A Missouri university ‘could be on the verge of a breakthrough’ in COVID-19: report

A Missouri university “could be on the verge of a breakthrough’ in COVID-19,” reports the St. Louis Business Journal.

Washington University in St. Louis has received clearance from the FDA to test a century-old idea in the battle against the virus SARS-coronavirus-2, which causes the disease COVID-19.

The idea is simple: Those who successfully combat the virus develop antibodies built to suppress it.

Because this coronavirus is novel—that is, human bodies have never seen it before, as it was until recently found only in bats—we have no built-up immunities to it. However, those who contract the virus and beat it have immunity going forward.

Researchers at Wash U are working to taking blood from survivors and using the antibodies in their blood to treat critically ill patients.
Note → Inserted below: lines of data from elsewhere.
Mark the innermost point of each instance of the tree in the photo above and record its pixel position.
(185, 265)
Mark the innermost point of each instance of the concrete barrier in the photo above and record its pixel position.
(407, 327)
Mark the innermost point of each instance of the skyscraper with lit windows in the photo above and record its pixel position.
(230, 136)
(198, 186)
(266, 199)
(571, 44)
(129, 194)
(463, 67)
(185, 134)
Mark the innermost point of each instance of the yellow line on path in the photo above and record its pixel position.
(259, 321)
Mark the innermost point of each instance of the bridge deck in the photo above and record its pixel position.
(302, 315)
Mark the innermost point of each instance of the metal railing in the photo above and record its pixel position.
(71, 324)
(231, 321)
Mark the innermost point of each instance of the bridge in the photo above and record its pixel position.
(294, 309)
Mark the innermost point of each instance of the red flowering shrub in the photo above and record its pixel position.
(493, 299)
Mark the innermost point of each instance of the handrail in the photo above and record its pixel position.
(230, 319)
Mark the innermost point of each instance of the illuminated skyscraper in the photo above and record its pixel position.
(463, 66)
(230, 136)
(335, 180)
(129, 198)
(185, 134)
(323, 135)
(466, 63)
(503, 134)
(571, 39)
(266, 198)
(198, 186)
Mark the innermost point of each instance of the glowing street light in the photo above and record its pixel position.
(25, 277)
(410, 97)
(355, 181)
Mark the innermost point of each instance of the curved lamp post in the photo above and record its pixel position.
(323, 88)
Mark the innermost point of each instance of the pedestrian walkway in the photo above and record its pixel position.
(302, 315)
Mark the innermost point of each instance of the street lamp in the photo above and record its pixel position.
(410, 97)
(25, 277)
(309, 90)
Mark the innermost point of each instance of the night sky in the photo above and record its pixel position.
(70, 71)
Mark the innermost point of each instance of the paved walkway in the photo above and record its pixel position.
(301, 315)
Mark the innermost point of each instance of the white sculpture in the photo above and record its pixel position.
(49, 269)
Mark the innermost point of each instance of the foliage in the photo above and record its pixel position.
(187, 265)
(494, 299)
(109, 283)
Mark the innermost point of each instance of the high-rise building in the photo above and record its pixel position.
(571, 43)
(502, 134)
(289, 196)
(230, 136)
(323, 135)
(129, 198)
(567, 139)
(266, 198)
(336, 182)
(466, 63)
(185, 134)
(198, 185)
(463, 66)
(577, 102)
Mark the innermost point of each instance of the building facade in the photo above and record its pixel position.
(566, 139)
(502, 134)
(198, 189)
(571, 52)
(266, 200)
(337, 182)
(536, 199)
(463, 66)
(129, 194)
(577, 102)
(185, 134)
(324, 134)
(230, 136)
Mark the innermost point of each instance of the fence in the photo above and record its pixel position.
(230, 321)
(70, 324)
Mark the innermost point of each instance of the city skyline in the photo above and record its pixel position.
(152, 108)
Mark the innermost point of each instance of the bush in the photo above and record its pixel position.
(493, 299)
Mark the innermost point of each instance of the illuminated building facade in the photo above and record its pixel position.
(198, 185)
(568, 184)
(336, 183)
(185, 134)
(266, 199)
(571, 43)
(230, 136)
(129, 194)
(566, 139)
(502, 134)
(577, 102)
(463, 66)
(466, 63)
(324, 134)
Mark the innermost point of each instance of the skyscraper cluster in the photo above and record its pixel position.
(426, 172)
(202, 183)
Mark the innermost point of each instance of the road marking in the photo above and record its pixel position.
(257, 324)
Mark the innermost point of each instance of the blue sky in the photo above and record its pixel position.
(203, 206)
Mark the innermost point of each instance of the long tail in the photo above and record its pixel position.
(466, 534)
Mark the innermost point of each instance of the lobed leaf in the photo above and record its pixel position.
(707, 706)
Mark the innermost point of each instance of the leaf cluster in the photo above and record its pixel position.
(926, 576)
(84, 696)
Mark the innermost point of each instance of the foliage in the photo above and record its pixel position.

The treatment is referred to as the use of “convalescent plasma.”

“This is a stone-age approach for the modern age,” Dr. Jeffery Henderson, a researcher with the Washington University School of Medicine, told the Business Journal. “The immune system of somebody who’s already seen the disease can be used to give an assist to somebody who hasn’t yet seen the disease.”

While this is not a “cure” for the disease, it can help the critically ill battle it, which is what the research team received FDA clearance to try.

Without making an explicit connection to this new treatment, blood donation centers around the country have put out an urgent call for plasma donations.